Thursday, June 18, 2009

The Year of the Mikes

There must have been a secret alliance of boys named Mike who set out to pick on girls named Kelly in first grade. Every time I turned around, one of them was poking, pushing, or shoving me. By the end of first grade, they were everywhere taunting me. I didn’t want them near me on the playground or in line; it became obvious they enjoyed annoying me.

It all started on the playground. I was minding my own business when I felt a swift push on my back that nearly sent me flying out of the swing. A boy named Mike Brown delivered the shove. He sported a skin graft on his cheek from being burned on an iron, and if it hadn’t been for that element of intrigue, I doubt I would have noticed him at all before that day.

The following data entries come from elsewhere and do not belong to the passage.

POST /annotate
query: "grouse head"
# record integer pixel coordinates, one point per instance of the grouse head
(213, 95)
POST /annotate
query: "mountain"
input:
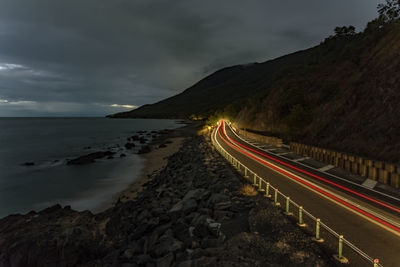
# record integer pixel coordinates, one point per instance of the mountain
(342, 94)
(216, 91)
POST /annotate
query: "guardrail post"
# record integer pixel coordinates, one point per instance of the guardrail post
(276, 198)
(340, 256)
(317, 231)
(287, 211)
(267, 190)
(301, 223)
(260, 184)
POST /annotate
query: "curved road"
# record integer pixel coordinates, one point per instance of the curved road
(366, 218)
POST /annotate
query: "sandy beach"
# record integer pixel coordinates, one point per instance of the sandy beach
(155, 161)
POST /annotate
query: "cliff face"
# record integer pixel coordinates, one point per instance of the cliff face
(342, 94)
(220, 89)
(349, 104)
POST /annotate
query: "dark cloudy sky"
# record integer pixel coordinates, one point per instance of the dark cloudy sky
(94, 57)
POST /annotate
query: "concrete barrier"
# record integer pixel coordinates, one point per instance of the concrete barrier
(386, 173)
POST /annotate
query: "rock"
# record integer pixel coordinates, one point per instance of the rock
(223, 205)
(177, 207)
(144, 150)
(189, 206)
(129, 145)
(89, 158)
(210, 243)
(135, 138)
(128, 253)
(217, 198)
(196, 193)
(143, 259)
(214, 227)
(166, 261)
(166, 246)
(201, 231)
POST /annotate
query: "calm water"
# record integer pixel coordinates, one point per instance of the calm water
(49, 142)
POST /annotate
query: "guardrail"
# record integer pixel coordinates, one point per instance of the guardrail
(304, 218)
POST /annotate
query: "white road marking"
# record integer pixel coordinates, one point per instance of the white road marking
(300, 159)
(369, 183)
(284, 153)
(343, 198)
(337, 177)
(326, 168)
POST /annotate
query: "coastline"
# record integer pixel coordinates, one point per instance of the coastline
(197, 211)
(155, 161)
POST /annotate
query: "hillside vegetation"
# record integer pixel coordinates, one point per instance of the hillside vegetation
(342, 94)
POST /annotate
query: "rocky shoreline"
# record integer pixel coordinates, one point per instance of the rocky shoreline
(197, 211)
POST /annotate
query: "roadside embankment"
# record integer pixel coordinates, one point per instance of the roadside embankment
(196, 211)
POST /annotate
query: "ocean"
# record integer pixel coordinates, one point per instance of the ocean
(49, 143)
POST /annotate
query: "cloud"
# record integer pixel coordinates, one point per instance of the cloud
(124, 106)
(92, 53)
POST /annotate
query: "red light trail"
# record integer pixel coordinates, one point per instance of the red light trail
(304, 182)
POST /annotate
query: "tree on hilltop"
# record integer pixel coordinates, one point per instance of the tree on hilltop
(345, 31)
(390, 10)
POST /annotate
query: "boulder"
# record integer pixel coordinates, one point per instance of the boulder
(89, 158)
(144, 150)
(195, 194)
(166, 261)
(129, 145)
(189, 206)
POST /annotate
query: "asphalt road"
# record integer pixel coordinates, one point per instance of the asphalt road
(371, 225)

On a swing, I was happy to keep my feet near the ground. I had no desire to go high and less desire to have some boy push me. Mike pushed mightily, making me scream like a banshee. When I told him to stop, he only pushed harder.

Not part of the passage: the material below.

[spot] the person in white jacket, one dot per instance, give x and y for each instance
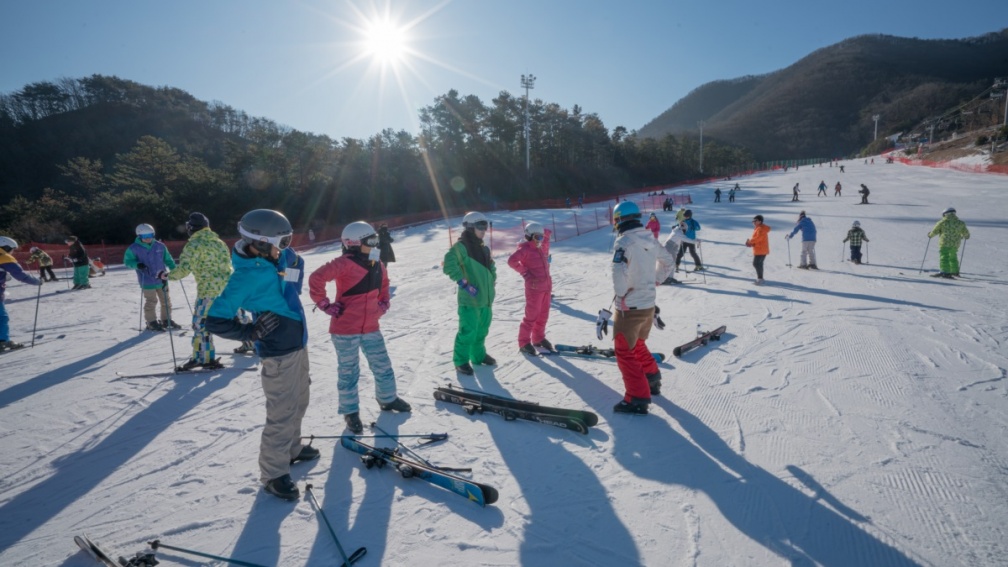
(638, 263)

“Miss Reinhart,” I yelled, “Mike is pussssshing meeeee.”

Obviously, she mistook my screams of “Oh God please help me, he’s going to kill me,” to be those of a child who was elated at having such a great friend.

“Well,” she yelled from across the playground from where the teachers stood when they were on duty, “Isn’t that nice of him?”

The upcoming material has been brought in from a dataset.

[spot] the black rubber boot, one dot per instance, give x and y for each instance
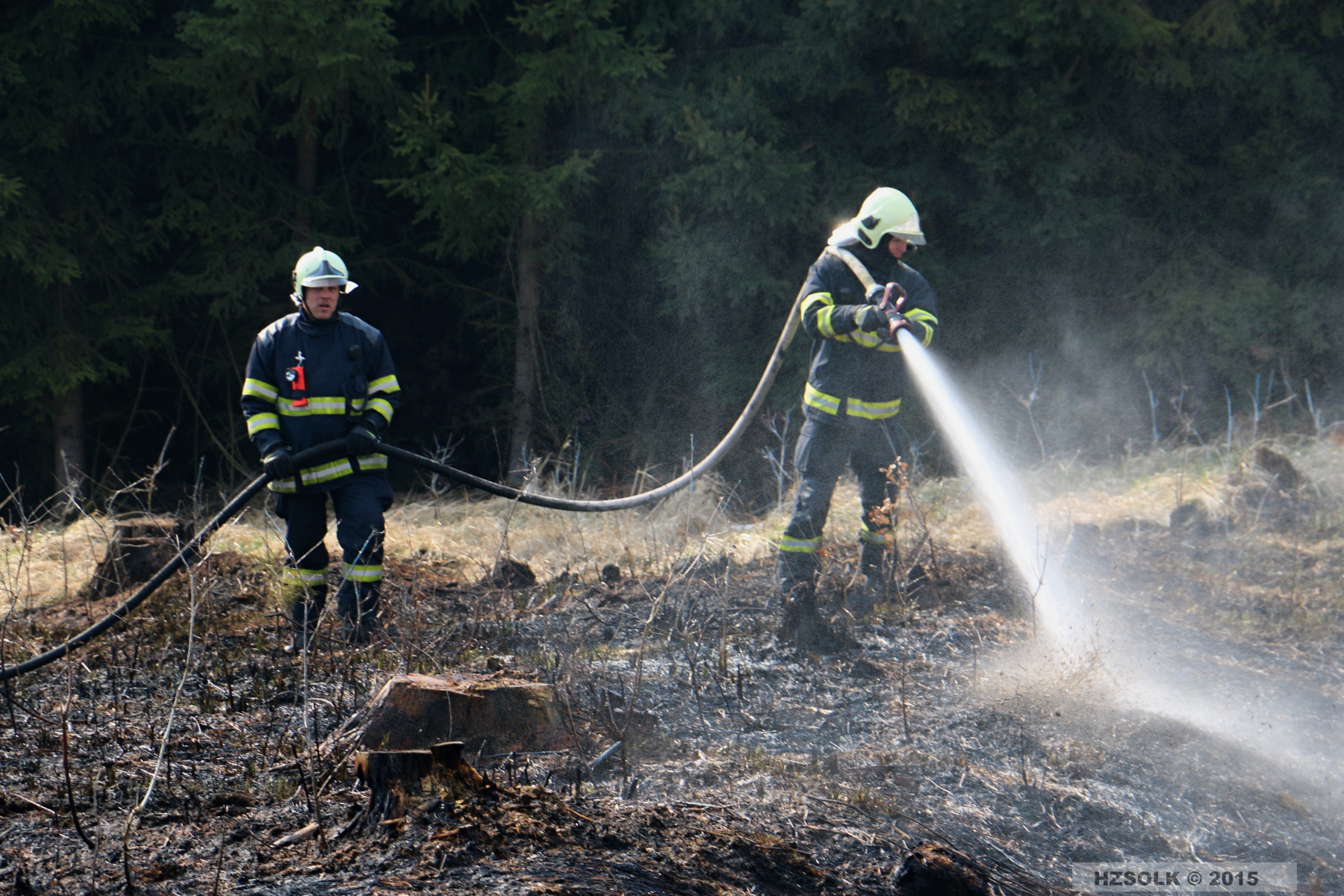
(302, 640)
(803, 626)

It wasn’t nice. It wasn’t nice at all. I screamed some more at her, and waved one arm while I held on like crazy with the other, and she smiled and waved back at me.

It was hopeless, I thought as I tightened my grip and expected death when I did a loopty-loop over the top bar of the swingset. I knew he enjoyed every minute of me screaming like a girl. I wanted to get off that swing and knock his block off. Better yet, I wanted to grab a hold of that graft and rip it right off his face. With tears in my eyes, as the teacher raised her hand to let us know recess time was over, the swing came to stop.

“Next recess it’s my turn for you to push me,” he said.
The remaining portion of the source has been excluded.